15:12 VERSCHIEDENES

SLF-Methode: Automatische Lawinen-Erkennung mit Satellitenbildern

Teaserbild-Quelle: SPOT 6/7 © Airbus DS 2018

Satellitenbilder machen Lawinenereignisse grossflächig sichtbar. Forscher des WSL-Instituts für Schnee- und Lawinenforschung SLF haben nun eine Methode entwickelt, mit der sich Lawinen auf optischen Satellitenbildern automatisch und zuverlässig kartieren lassen. 

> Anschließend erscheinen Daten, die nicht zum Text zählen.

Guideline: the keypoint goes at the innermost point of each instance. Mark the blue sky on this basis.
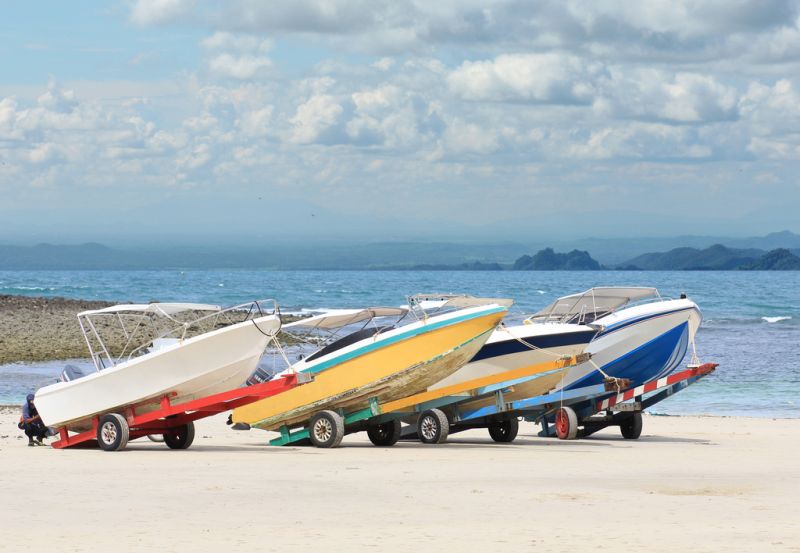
(404, 119)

Satellitenbild von Pralong im Val d’Hérémence

Quelle: SPOT 6/7 © Airbus DS 2018

Satellitenbild von Pralong im Val d’Hérémence/VS am 6. Januar 2018: Die Bereiche, die der Computer als Lawine einstuft, sind gelb (nicht so sicher) bis rot (sehr sicher) eingefärbt. Als Referenz sind die von Hand kartierten Lawinen, mit denen das Modell verglichen wurde, blau umrandet dargestellt. Wo die farbigen Bereiche innerhalb der Umrisslinien liegen, stimmen Modell und manuelle Kartierung überein.

In welchen Gebieten kommen wiederholt Lawinen vor? An welcher Stelle reissen sie an und welchen Weg nehmen sie? Wie häufig ereignen sie sich und in welcher Grössenordnung? All diese Fragen sind wichtig, um das Gefahrenpotenzial von Lawinen besser einschätzen und das Risikomanagement optimieren zu können. Besonders aufschlussreich für die Analyse von Lawinen ist die Vogelperspektive, wie das SLF in einer Mitteilung von Dienstag schreibt. 

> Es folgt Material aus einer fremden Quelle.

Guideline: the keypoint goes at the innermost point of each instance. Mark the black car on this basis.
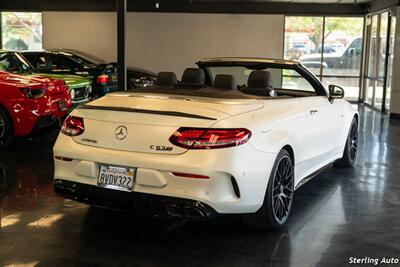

«Interessant sind für uns vor allem Satellitenbilder», wird Elisabeth Hafner, Doktorandin am SLF in der Gruppe Alpine Fernerkundung, zitiert. «Sie geben im Gegensatz zu Besuchen im Gelände oder Webcam- und Drohnenaufnahmen nicht nur Einblick in Teile des Berggebiets, sondern können den ganzen Schweizer Alpenraum grossflächig abbilden.» 

Lawinen-Umriss auf Satellitenbild erkennen

Satellitenbild ist laut SLF aber nicht gleich Satellitenbild. Hafner und ihre Kollegen beschäftigen sich aktuell mit den Daten optischer Satelliten. Es handelt sich dabei sozusagen um Fotos, wie man sie etwa aus Google Maps kennt. 

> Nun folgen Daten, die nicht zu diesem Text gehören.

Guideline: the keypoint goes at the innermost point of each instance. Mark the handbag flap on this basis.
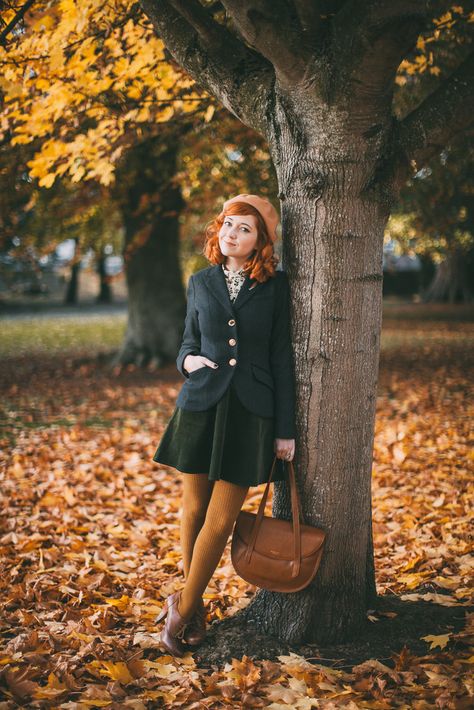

Die Aufnahmen des französischen Satelliten SPOT 6/7, die die SLF-Forscher für die Lawinenkartierung nutzen, haben eine Auflösung von 1,5 Metern und sind äusserst detailreich. «Auf solchen optischen Satellitenbildern können wir den kompletten Umriss einer Lawine erkennen, also auch Ort und Art des Anrisses und ihren Verlauf», erklärt Hafner. 

Im Hinblick darauf beschlossen die Doktorandin und ihr Team, eine auf Machine-Learning basierte Bildanalysemethode zu entwickeln, mit der sich Lawinen auf optischen Satellitenaufnahmen automatisch identifizieren und kartieren lassen. Denn das ist laut SLF bisher noch mühsame Handarbeit: Die Aufnahmen auf dem Bildschirm müssen von Auge nach Lawinen abgesucht und deren Umrisse manuell nachgezeichnet werden. 

24‘000 Lawinen manuell identifiziert 

Genau das hat Hafner auf Satellitenaufnahmen von SPOT 6/7 gemacht. Die Bilder datieren vom 24. Januar 2018 und dem 16. Januar 2019 – Tage, für die das SLF die höchste Lawinenwarnstufe 5 (sehr gross) prognostiziert hatte. Hafner kombinierte die Satellitenbilder mit der Schweizer Karte und einem digitalen Geländemodell, um zu überprüfen, ob ein Lawinenereignis in einem bestimmten Gebiet überhaupt plausibel ist. Denn Lawinen entstehen praktisch nur in Hängen, die steiler sind als 30 Grad. 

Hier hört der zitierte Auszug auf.